Modeling Entities Requiring Version Control in a Universal Time System

I'm trying to model the data and their flow in a software system that
requires a different version of the values ​​to follow.
The problem is that there are different types of entities needed
be tracked over time (versions), so I thought about that and I
ended up defining a concept of global time in the system:
A reference to a single entity will be defined as follows: Ref (EntityType, UniversalKey, TimeTick) which TIMETICK
is an incremental value per isolated business problem (for example, in a project management system, two projects
have separated TIMETICK values, because these projects are different types of universe!) and the relationship / problem will be
something like that:

Ref (ImportedFile, "Tasks-A", 1)
|
Ref (TaskDef, "XYZ", 2)
|
Ref (Treatment, "XYZ", 3)
|
Ref (result, "XYZ", 4)

Note the Tasks-a will contain TaskDef numbers, but I just said a value.
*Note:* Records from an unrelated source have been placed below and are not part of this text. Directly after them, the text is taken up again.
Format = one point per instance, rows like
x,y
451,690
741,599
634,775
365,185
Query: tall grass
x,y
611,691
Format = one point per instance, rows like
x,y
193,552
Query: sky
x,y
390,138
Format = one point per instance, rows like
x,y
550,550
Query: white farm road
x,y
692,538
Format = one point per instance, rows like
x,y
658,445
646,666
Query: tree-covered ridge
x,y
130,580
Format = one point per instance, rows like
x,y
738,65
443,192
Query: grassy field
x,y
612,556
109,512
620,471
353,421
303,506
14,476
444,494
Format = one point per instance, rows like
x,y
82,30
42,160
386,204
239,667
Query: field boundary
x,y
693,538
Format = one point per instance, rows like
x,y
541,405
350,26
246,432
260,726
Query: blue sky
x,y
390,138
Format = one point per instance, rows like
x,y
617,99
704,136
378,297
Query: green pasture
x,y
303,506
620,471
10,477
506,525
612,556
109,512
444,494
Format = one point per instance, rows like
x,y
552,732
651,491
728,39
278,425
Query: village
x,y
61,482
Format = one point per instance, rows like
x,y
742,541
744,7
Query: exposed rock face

In the case above, when a new version of Tasks-a is available, it is possible that some taskdefs has been changed:

Ref (ImportedFile, "Tasks-A", 5)
|
Ref (TaskDef, "XYZ", 6)

In response to this, the model should be able to match the previously processed treatment. Result with updated taskdef
that I'm trying to solve that by UniversalKey and follow the differences with TIMETICK

Right now, I am looking for similar experiences and models to better understand the possible dark side of this solution.
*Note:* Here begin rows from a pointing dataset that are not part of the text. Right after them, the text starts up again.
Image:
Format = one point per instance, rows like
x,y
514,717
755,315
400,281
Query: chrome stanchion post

  1. What are the possible dark sides of this approach? Where can I find more details on this type of pattern?
  2. When the data granularity changes, what good way to handle the situation? for example consider several Result by Processing! Obviously, you need a way to group Result by Processing and be able to match Results with taskdef! Should I split the UniversakKey or add GroupingKey? Any suggestion?